Mais relevante, ampliou-se a dicotomia entre o desempenho dos investimentos agregados e daqueles estritamente associados ao mercado imobiliário (os investimentos em real estate contraíram -10,1% na mesma métrica), sugerindo que a atuação anticíclica do governo, através dos gastos de infraestrutura, já opera a pleno vapor. A diferença de desempenho é ainda mais relevante se olhamos para os indicadores de vendas e construções imobiliárias, ambos em colapso interanual comparável ao observado quando da eclosão da Covid em 2020, mas que agora emana da combinação de restrições sanitárias e da agenda regulatória que ainda se abate sobre o setor imobiliário.

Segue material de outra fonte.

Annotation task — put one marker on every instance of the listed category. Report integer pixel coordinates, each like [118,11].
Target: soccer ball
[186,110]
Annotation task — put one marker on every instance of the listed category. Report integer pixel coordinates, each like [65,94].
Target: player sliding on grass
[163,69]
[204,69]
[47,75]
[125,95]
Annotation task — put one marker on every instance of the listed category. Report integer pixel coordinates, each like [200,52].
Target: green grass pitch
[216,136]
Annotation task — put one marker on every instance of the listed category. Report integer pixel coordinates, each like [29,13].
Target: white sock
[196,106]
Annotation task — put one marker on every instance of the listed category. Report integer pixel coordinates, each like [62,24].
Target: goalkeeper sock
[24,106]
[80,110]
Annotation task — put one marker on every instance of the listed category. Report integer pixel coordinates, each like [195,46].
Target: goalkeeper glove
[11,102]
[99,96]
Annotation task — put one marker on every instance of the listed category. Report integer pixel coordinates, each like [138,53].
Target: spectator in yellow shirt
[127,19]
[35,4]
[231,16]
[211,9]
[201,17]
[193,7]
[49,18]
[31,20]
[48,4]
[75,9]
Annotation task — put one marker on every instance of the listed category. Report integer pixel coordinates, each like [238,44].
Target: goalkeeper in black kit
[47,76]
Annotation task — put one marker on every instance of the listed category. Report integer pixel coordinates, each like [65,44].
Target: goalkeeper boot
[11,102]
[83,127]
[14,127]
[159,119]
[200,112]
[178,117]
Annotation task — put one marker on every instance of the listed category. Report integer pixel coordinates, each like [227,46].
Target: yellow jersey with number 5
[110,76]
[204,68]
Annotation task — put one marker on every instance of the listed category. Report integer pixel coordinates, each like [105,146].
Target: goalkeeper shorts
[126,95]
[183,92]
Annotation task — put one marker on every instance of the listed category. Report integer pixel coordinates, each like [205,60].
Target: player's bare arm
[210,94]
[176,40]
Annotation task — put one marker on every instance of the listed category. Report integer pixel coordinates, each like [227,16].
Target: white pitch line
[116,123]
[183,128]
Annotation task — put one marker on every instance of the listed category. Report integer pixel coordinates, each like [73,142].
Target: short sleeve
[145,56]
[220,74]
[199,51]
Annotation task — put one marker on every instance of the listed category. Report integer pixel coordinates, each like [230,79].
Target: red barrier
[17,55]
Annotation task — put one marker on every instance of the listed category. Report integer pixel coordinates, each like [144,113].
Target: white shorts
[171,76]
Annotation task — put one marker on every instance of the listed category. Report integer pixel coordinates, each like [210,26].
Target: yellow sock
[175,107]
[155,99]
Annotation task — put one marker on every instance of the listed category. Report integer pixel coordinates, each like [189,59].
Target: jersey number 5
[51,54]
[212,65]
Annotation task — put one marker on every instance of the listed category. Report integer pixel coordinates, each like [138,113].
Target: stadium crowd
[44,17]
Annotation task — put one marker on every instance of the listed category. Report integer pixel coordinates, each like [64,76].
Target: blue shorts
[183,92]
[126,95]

Gráfico 5: Investimentos e mercado imobiliário (variação interanual)

Fonte: NBS

Reconhecer o melhor desempenho relativo do investimento agregado é central para calibrar o tamanho da desaceleração do PIB ora em curso. Que fique claro: há enormes efeitos negativos da cruzada sanitária (a política de Covid-zero), que se somam aos efeitos de outros choques (no setor imobiliário, nos mercados financeiros, no setor de saúde, na educação, no cenário internacional, no custo de insumos produtivos, nas cadeias logísticas, etc) e que sugerem uma importante desaceleração do crescimento durante o trimestre corrente, mantendo viés negativo e enorme incerteza prospectiva. Mas, ao contrário de 2020, o impulso através da infraestrutura, das obras públicas e da irrigação financeira dos governos subnacionais (o que chamamos de “Velha China”) já ocorre, tendendo a minimizar a derrocada da atividade em comparação ao observado há dois anos. Não muda o fato, no entanto, de que atingir a meta de crescimento do PIB “ao redor de +5,5%” em 2022 é, hoje, praticamente impossível.

Em conclusão, a bateria de dados de abril sugere que o 2022.T2 será um trimestre perdido em termos de crescimento. Já há analistas projetando contração interanual do PIB, o que consideramos, no atual momento, excessivo. A política anticíclica já está em funcionamento e a desaceleração, ainda que relevante, tende a ser menor do que a observada em 2020. Revisamos o crescimento interanual do PIB do 2022.T2 para somente +0,2%, reduzindo a projeção de crescimento de 2022 para +4,3%. O cenário é fluido e depende, principalmente, da extensão e severidade das restrições associadas à política de “Covid-zero”.

Esta é uma versão ampliada da seção Internacional do Boletim Macro Ibre de maio/2022.

As opiniões expressas neste artigo são de responsabilidade exclusiva do autor, não refletindo necessariamente a opinião institucional da FGV. 


[1] Reunião do Comitê Permanente do Partido Comunista Chinês, 05 de maio de 2022.